# Planning light for 180g, trying to use GE9325, need advice



## jmhart (Nov 13, 2007)

I thought I had all this figured out, but as it turns out, I don't.

I'm planning my next tank, a 180g(72" long). I was planning on a 3x150 HID MH / 4x80w T5 retrokit. However, something else that I really wanted to do was use the GE 9325 for the fluorescent. As it turns out, GE doesn't offer that bulb in an 80w T5. They offer it in a 55w "T5", which is actually what we all call a PC.

So, I'm looking at other options. I'm looking at Catalina Aquarium, came across this: 3x150w MH/4x80 VHO. I thought VHO was kind of generic term for overdriving a bulb/ballast, but it appears I'm wrong on that. What kind of bulb would I need for that? A "VHO" bulb, or a "VHO T12" or something.

I'm open to other options, but I'm really trying to use the 9325 bulb. These are the available bulbs that come in 9325.


----------



## jmhart (Nov 13, 2007)

Might have solved my problem:

http://www.catalinaaquarium.com/product_info.php?cPath=71_7_9&products_id=844

1 x 150 HQI /2x55w PC

and I could use 3 of those.


----------



## niko (Jan 28, 2004)

Could you tell me why you must have the Metal Halides?

The reason I'm asking is that you will achieve the same plant growth with Giesemann Midday T5HO using much less electricity, and with very, very little heat.

VHO has 2 downsides. First it's actually very inefficient due to the fat T12 tube. Second there is barely a choice of bulbs - all of them with unknown spectrum and labeled in Kelvins that don't make sense when you actually see the bulb working.

--Nikolay


----------



## niko (Jan 28, 2004)

330 watts (6x55) watt PC will make a lot of heat, trust me. 

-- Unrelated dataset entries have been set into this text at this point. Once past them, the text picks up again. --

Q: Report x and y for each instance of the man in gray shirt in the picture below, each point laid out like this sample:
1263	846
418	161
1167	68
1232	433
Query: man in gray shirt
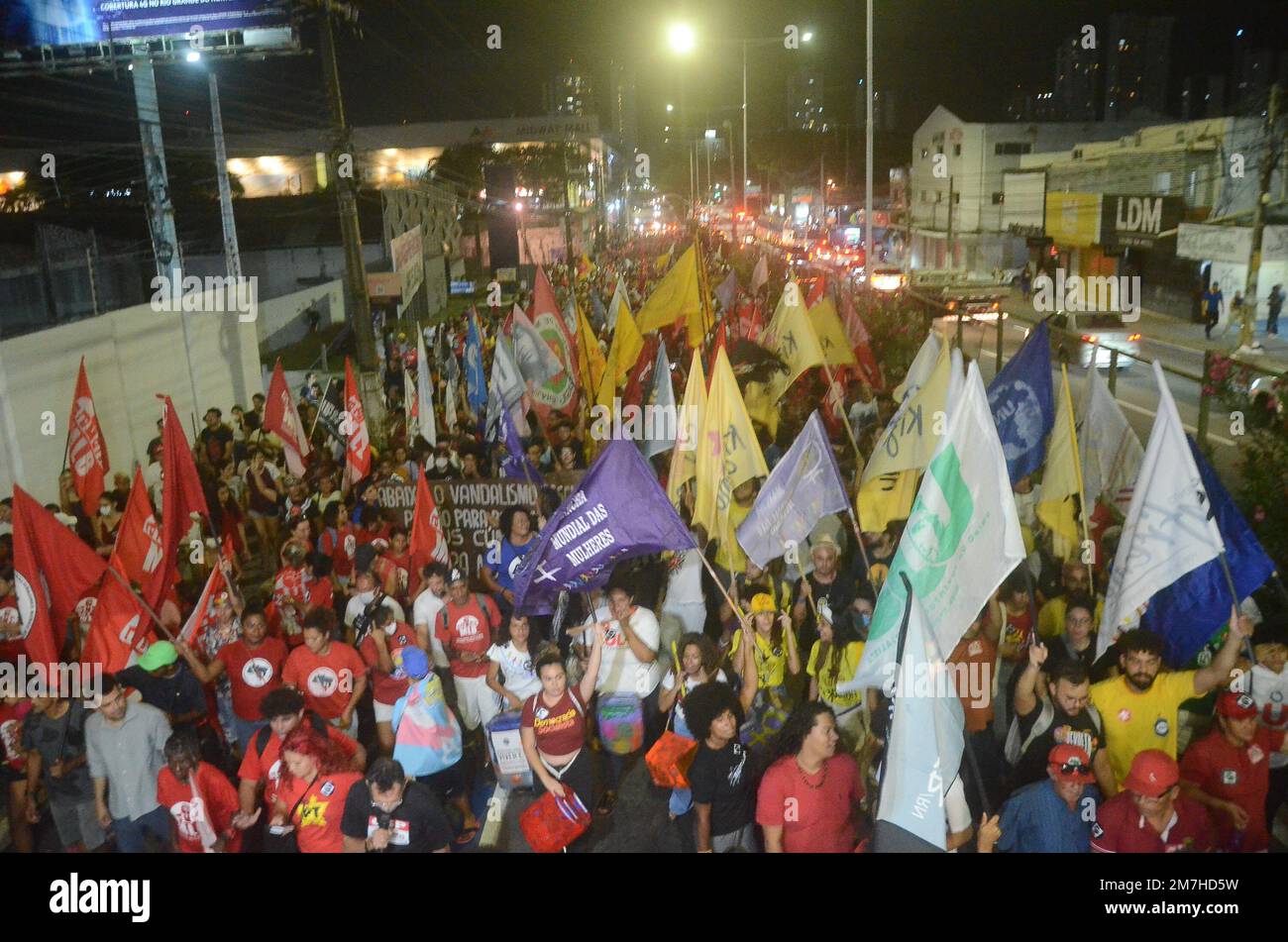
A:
125	743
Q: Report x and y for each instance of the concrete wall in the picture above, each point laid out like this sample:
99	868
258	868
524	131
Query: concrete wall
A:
130	356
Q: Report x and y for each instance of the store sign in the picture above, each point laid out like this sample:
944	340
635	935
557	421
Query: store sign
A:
1132	222
1214	242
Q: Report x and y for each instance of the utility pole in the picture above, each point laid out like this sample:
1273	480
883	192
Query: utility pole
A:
357	300
1269	159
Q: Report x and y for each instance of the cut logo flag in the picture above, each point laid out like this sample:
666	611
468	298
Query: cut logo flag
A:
803	488
138	540
52	572
1170	528
282	420
926	738
1193	609
86	451
1022	403
357	453
204	613
1111	451
962	537
428	541
617	512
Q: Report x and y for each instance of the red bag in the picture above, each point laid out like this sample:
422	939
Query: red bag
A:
670	758
550	824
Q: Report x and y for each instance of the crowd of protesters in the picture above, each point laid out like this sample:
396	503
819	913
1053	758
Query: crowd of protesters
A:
344	699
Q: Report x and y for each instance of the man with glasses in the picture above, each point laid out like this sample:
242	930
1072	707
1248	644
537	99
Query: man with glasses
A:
1065	717
1150	815
1229	773
1140	705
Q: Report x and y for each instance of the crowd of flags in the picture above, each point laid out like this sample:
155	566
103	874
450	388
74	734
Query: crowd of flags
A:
945	464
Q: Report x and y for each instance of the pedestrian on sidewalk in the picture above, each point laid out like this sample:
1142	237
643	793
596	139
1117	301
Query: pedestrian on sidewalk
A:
1212	302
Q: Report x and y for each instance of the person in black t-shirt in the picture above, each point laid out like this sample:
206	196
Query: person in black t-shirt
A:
389	813
1065	717
724	796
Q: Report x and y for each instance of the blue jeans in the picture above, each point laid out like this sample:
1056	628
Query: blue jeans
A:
245	730
129	834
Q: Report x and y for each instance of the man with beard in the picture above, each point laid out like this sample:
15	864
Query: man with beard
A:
1138	708
1229	771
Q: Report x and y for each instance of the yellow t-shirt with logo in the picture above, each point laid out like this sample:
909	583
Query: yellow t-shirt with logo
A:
849	666
1134	722
771	659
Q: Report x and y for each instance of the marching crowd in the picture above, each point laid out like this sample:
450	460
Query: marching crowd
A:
343	696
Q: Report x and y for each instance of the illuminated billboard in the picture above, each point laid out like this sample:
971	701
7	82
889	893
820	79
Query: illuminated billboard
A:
31	24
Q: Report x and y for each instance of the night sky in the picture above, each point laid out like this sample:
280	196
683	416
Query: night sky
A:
416	60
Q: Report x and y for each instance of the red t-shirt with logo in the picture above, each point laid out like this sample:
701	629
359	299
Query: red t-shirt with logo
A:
468	628
1120	828
253	674
217	805
267	767
317	817
561	730
1239	775
387	687
326	680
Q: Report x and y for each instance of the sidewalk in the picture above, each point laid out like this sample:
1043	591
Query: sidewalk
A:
1170	330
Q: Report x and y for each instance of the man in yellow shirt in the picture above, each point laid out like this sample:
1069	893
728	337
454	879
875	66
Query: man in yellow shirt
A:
1138	708
1076	579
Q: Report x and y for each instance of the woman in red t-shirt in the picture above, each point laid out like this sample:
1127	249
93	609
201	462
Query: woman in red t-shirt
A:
553	726
200	799
313	789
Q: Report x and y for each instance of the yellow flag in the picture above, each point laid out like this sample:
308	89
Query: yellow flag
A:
684	456
1061	478
675	296
728	451
887	498
590	358
912	435
831	334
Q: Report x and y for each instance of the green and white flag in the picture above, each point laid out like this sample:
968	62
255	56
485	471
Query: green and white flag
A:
962	537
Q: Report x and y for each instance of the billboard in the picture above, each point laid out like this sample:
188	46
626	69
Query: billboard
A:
29	24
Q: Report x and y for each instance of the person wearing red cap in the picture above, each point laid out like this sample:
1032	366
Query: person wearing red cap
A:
1150	815
1229	773
1052	816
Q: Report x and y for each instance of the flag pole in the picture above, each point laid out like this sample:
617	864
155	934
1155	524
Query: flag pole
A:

You can get the same amount of light (if not more) with 160 watts of the T5HOs. 

Also the Kelvin rating and spectrum of PCs is questionable.

--Nikolay


----------



## jmhart (Nov 13, 2007)

Well, I'm mostly interested in the MH for viewing effect. They will likely only be on for ~3 hours a day. Personally, I don't really enjoy the growing ability of MH, hence the T5 interest. No matter what lights I use, I'll be installing cooling fans into my canopy.

I'll check out the Giesemann's. I suppose the first question I have, since I have little experience outside of PC lighting, is what kind of fixture/ballast would I need for a T5HO bulb? *EDIT*Figured it out, a T5HO ballast.


----------



## Riiz (Jul 19, 2008)

Usually if a ballast can power a T5HO, it will power a PC bulb at the same wattage, since they are the same thing with different endcaps.


----------